An Empirical Evaluation of Neural and Neuro-symbolic Approaches to Real-time Multimodal Complex Event Detection
Liying Han, Mani B. Srivastava

TL;DR
This paper compares neural and neuro-symbolic methods for real-time complex event detection in robots, showing neuro-symbolic models outperform neural ones especially with limited data or context.
Contribution
It provides an empirical evaluation of neural versus neuro-symbolic approaches for multimodal complex event detection, highlighting the advantages of neuro-symbolic methods.
Findings
Neuro-symbolic models outperform neural models in CE detection.
Neuro-symbolic approach requires less training data.
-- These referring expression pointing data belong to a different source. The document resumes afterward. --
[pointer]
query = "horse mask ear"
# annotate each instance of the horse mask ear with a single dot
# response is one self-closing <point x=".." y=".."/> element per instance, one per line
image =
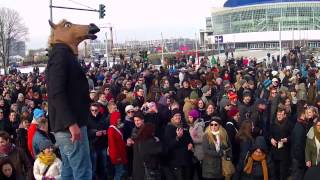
<point x="53" y="26"/>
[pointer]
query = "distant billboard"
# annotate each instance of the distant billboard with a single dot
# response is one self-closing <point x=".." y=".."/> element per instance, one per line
<point x="218" y="39"/>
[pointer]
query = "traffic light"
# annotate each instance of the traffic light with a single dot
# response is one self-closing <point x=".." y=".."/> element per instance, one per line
<point x="145" y="55"/>
<point x="102" y="11"/>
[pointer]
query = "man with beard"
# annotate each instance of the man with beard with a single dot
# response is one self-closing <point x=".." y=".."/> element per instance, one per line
<point x="245" y="108"/>
<point x="280" y="133"/>
<point x="97" y="132"/>
<point x="261" y="123"/>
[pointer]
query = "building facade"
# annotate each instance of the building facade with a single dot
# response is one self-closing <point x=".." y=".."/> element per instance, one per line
<point x="262" y="24"/>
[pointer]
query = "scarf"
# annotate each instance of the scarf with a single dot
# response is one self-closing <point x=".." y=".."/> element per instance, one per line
<point x="217" y="142"/>
<point x="262" y="159"/>
<point x="6" y="150"/>
<point x="316" y="133"/>
<point x="46" y="159"/>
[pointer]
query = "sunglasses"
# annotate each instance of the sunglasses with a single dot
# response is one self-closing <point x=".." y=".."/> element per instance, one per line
<point x="214" y="124"/>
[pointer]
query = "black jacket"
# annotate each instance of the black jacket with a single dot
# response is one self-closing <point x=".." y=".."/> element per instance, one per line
<point x="182" y="94"/>
<point x="298" y="142"/>
<point x="279" y="132"/>
<point x="68" y="89"/>
<point x="96" y="124"/>
<point x="177" y="149"/>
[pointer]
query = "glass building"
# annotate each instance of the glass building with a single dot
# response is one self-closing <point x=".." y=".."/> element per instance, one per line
<point x="297" y="20"/>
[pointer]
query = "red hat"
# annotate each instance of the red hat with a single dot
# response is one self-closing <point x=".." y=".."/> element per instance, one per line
<point x="232" y="112"/>
<point x="114" y="118"/>
<point x="232" y="96"/>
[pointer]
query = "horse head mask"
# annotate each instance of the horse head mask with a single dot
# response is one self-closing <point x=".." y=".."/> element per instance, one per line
<point x="71" y="34"/>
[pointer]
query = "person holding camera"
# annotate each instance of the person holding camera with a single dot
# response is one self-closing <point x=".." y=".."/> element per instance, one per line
<point x="179" y="149"/>
<point x="215" y="146"/>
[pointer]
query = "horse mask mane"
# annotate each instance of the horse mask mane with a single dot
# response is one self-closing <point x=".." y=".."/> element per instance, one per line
<point x="71" y="34"/>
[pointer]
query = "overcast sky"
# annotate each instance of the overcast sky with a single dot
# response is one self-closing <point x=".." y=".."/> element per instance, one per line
<point x="131" y="19"/>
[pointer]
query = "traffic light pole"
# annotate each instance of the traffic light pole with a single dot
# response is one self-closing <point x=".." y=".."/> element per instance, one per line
<point x="101" y="9"/>
<point x="51" y="10"/>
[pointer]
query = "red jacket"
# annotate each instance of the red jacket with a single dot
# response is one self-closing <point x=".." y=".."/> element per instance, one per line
<point x="117" y="146"/>
<point x="31" y="131"/>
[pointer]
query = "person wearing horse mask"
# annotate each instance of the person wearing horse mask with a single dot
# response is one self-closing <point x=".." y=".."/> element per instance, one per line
<point x="68" y="97"/>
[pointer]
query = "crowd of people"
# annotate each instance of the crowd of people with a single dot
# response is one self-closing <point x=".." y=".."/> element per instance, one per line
<point x="239" y="119"/>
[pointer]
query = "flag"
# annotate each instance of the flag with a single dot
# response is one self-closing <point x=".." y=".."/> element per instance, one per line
<point x="213" y="61"/>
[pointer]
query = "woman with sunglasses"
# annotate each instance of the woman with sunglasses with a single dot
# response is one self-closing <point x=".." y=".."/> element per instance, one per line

Neuro-symbolic models handle longer temporal contexts better.
Abstract
Robots and autonomous systems require an understanding of complex events (CEs) from sensor data to interact with their environments and humans effectively. Traditional end-to-end neural architectures, despite processing sensor data efficiently, struggle with long-duration events due to limited context sizes and reasoning capabilities. Recent advances in neuro-symbolic methods, which integrate neural and symbolic models leveraging human knowledge, promise improved performance with less data. This study addresses the gap in understanding these approaches' effectiveness in complex event detection (CED), especially in temporal reasoning. We investigate neural and neuro-symbolic architectures' performance in a multimodal CED task, analyzing IMU and acoustic data streams to recognize CE patterns. Our methodology includes (i) end-to-end neural architectures for direct CE detection from sensor…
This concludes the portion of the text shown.